An array of Wang’s iconic artworks employ or convert ready-made and found objects, which frequently arrive with instructions for the spectator. Notions of monetary and cultural worth, along with altered perceptions and fantastical situations can be depicted throughout his crafts, additionally addressing humorous concepts. The artist furthermore demonstrates the content of his dreams, which he describes as the foundation or topic of his pieces.

Throughout Wang’s works, he applies a specific reading of material and spaces that are presented with new possibilities, which seem to be forever experimental and challenging. Recent solo exhibitions of his include: Apocalypse (Long March Space, Beijing, 2016), Truth (New Galerie, Paris, 2015); Truth (Madeln Gallery, Shanghai, 2014), and The Indeterminate Boundless (Goethe Open Space, Shanghai, 2013).

Amid the Yinchuan Biennale, the artist showcases an amalgam of stones, which bear a resemblance to human faces that have been extracted the world over and accumulated by Wang. He intends to provoke his spectators with the cosmological thinking typical in ancient Chinese philosophy that suggests how nature personifies lives by sculpting a subject that spans over an infinite period. This transpires as a request for the audience to begin a semi-anthropological exploration into the changes of the character and existence of Planet Earth’s population.

“I collect all kinds of stones that look like portraits from all over the world, including Russia, France, Italy and various areas of China,” says Wang. “The portrait is not an image, it is a kind of personality, characteristic and intrinsic value. The stones are of different sizes, shapes, colors and textures” he explains.

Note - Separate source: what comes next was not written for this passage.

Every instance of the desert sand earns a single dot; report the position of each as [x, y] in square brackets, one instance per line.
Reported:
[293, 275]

“They seem as lives come from various worlds and regain, races and identities, past and future, and they imbue intrinsic value, such as the sacred, the noble, the ugly, the evil. They integrate into a world filled with intersection and conflict. I think they are shaped by time and by themselves, with a fundamental vitality and power.” Wang’s aesthetic is naturally focused on time and duration, which when commenced endures arousing popular imagination and mysterious potentials.